Alla stregua del ricordato insegnamento, l’interpretazione da seguire deve essere, dunque, quella che risulti il più possibile aderente al senso letterale delle parole, nella loro formulazione tecnico giuridica.
Muovendo da tali premesse, deve ritenersi che la Corte territoriale sia pervenuta a corrette conclusioni giuridiche, laddove ha affermato che la lettera del testo normativo appare significativa di una specifica determinazione della durata massima dell’assunzione a termine nei due distinti periodi normativamente indicati, di guisa che la durata del contratto o dei contratti, anche in successione, non può eccedere complessivamente i sei mesi compresi tra aprile ed ottobre di ogni anno. Il riferimento agli aggettivi “massimo” (inteso come limite) e “complessivo” (inteso come somma della durata dei singoli contratti) di sei mesi, non può che riferirsi alla sommatoria dei rapporti intercorsi nell’arco temporale aprile-ottobre di ogni anno; sicché, tenuto conto della durata dei contratti intercorsi fra le parti nell’anno 2008 fra di loro sommati, si perviene – come dedotto dal lavoratore ed accertato dalla Corte di merito – al superamento del periodo di durata semestrale massimo consentito dalla legge, per la stipula di contratti a tempo determinato nel periodo aprile-ottobre.
8. Il quinto motivo concerne la violazione e falsa applicazione dell’art. 32 l. 183/2010 e dell’art. 429 c.p.c.
Viene censurata la misura del risarcimento del danno oggetto di liquidazione da parte del giudice del gravame, il quale avrebbe omesso di considerare a tal fine la condizione lavorativa in cui versava l’appellante – odontoiatra e docente universitario – come documentata in atti.

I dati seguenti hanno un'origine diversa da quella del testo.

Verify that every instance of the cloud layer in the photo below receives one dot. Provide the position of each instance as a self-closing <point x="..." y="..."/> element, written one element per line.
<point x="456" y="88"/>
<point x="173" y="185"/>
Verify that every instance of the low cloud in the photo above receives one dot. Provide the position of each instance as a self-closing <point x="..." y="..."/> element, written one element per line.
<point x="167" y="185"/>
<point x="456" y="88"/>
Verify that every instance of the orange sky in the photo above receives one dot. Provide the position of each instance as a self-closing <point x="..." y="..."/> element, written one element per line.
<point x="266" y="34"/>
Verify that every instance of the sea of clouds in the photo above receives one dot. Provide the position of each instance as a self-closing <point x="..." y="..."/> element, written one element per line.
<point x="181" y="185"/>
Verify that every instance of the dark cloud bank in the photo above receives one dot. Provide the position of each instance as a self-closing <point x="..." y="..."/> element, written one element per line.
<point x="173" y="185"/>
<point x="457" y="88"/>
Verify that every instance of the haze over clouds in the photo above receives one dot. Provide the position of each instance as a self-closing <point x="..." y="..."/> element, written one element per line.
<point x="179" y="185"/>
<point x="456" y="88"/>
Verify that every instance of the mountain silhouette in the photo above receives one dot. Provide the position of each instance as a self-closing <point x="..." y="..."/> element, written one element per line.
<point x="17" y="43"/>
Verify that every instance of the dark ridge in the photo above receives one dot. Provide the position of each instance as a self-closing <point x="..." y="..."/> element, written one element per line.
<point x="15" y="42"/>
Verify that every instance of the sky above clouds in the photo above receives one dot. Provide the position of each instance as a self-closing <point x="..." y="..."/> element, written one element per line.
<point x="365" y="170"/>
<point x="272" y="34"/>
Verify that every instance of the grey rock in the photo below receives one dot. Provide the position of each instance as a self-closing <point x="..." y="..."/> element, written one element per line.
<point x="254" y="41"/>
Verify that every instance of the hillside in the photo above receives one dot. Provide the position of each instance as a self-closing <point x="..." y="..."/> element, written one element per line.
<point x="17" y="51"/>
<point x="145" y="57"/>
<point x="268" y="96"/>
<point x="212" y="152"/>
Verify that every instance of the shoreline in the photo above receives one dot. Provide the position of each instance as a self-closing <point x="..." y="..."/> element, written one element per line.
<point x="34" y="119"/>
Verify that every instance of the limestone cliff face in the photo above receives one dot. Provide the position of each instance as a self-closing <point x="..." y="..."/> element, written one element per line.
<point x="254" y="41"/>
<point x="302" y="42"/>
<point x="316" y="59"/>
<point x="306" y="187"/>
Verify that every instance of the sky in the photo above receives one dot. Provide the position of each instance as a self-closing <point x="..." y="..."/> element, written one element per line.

9. La doglianza non è fondata.
Non può infatti tralasciarsi di considerare che, secondo i principi affermati da questa Corte, da ribadirsi in questa sede, in tema di contratto a termine, la determinazione, tra il minimo e il massimo, della misura dell’indennità prevista dall’art. 32, comma 5, della legge 4 novembre 2010, n. 183 come interpretato autenticamente dall’art. 1 comma 13 l. 28/6/2012 n. 92 – che richiama i criteri indicati dall’art. 8 della legge 15 luglio 1966, n. 604 – spetta al giudice di merito ed è censurabile in sede di legittimità solo per motivazione assente, illogica o contraddittoria (vedi ex aliis Cass. 17/3/2014 n. 6122, Cass. 31/3/2014 n. 7458); ipotesi questa, non verificatasi nella specie, avendo i giudici del gravame richiamato i criteri di legge, avuto particolare riguardo al numero ed alla durata dei contratti intercorsi fra le parti.
Conclusivamente, al lume delle sinora esposte considerazioni, il ricorso principale è respinto.
10. Con il primo motivo del ricorso incidentale il P. denuncia violazione e falsa applicazione dell’art. 2697 c.c., dell’art. 1 d. lgs. n. 368/2001, dell’art. 414 e 416 c.p.c. in relazione all’art. 360 c. 1 n. 3.
Critica la statuizione con cui la Corte di merito ha ritenuto tardiva l’eccezione di mancato rispetto della clausola di contingentamento ex art. 2 d. lgs. d. lgs. 368/2001 sollevata nel primo grado di giudizio. Si deduce infatti che nelle note difensive di primo grado si era semplicemente specificato quanto tempestivamente dedotto in ricorso introduttivo del giudizio laddove aveva contestato la legittimità dei contratti impugnati avuto riguardo ai presupposti di cui all’art. 2 d. lgs. 368/2001. Si deduce che ai sensi dell’art. 2697 c.c. trattandosi di fatto costitutivo del potere di assumere a termine col regime di favore adottato, e gravando l’onere della prova relativo al rispetto della clausola di contingentamento a carico del datore di lavoro sulla parte datoriale, è su quest’ultima che deve gravare anche l’onere di allegazione del rispetto di detta clausola giacché il lavoratore a termine, non onerato della prova per quanto detto, non può ritenersi gravato neanche dell’onere di allegazione.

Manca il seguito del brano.